Dalam kegigihan yang sama, 20 tahun kemudian, Taliban sukses merebut kembali kekuasaan (2021). Taliban merefleksikan karakter rakyat Afghanistan yang gigih melawan pendudukan asing.
Invasi AS di Afghanistan telah merenggut nyawa 40 ribu warga sipil dan 25 ribu pasukan internasional, dan menguras tidak kurang 815 milyar dollar AS untuk membiayai perangnya di Afghanistan. Belum lagi, 130 milyar digelontorkan untuk proyek rekonstruksi di Afghanistan.
AS membutuhkan 20 tahun dengan segala harganya uuntuk menyadari kegagalannya sama seperti Uni Soviet (1979-1989) atau Inggris (1839-1842) dan (1878-1880). Afghanistan telah menjadi kuburan bagi mereka untuk alasan yang salah dan kebijakan yang tidak seksama.
20 tahun kemudian, AS mulai menyadari bahwa Taliban bukan kelompok teroris yang mereka persepsikan. Maka selebrasi cara pandang ini, hanya akan menguntungkan kelompok pembenci Islam dan industri Islamophobia.
Bagi saya, kebangkitan Taliban hampir sama dengan kebangkitan Dinasti Saud pada 1925, ketika ortodoksi agama pada praktiknya tidak membahayakan dan sejalan dengan kepentingan AS.

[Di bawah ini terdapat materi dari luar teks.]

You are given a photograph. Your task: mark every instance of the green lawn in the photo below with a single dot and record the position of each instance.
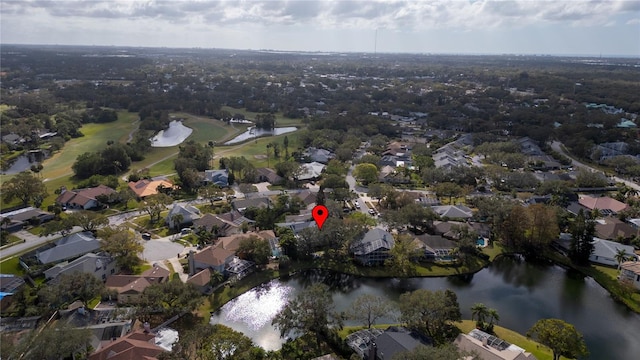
(250, 115)
(11, 266)
(540, 351)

Penarikan mundur total pasukan AS, yang diawali sebelumnya dengan perundingan antara Taliban dan AS di Doha (Qatar) sejak 2018 merupakan rasionalisasi kebijakan AS bahwa memusuhi Taliban bukan kebijakan prioritas dan strategis AS.

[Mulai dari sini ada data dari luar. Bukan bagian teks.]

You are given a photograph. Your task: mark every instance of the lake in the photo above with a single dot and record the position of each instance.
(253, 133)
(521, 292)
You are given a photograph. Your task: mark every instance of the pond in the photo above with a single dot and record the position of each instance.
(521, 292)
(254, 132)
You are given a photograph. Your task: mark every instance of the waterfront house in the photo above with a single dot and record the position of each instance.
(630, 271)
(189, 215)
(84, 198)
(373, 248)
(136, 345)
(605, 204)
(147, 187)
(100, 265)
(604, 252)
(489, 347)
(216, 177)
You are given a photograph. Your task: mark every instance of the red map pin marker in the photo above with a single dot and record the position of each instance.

Alih-alih memusuhi, memberi kesempatan Taliban berkuasa adalah strategi terbaik. Akan ada saatnya, Taliban yang merefleksikan tipologi masyarakat Islam rural akan mengalami normalisasi sebagai proses interaksi dengan para pemain global terkait cara pandang keagamaan, kultur dan kepentingan pragmatisnya.(*)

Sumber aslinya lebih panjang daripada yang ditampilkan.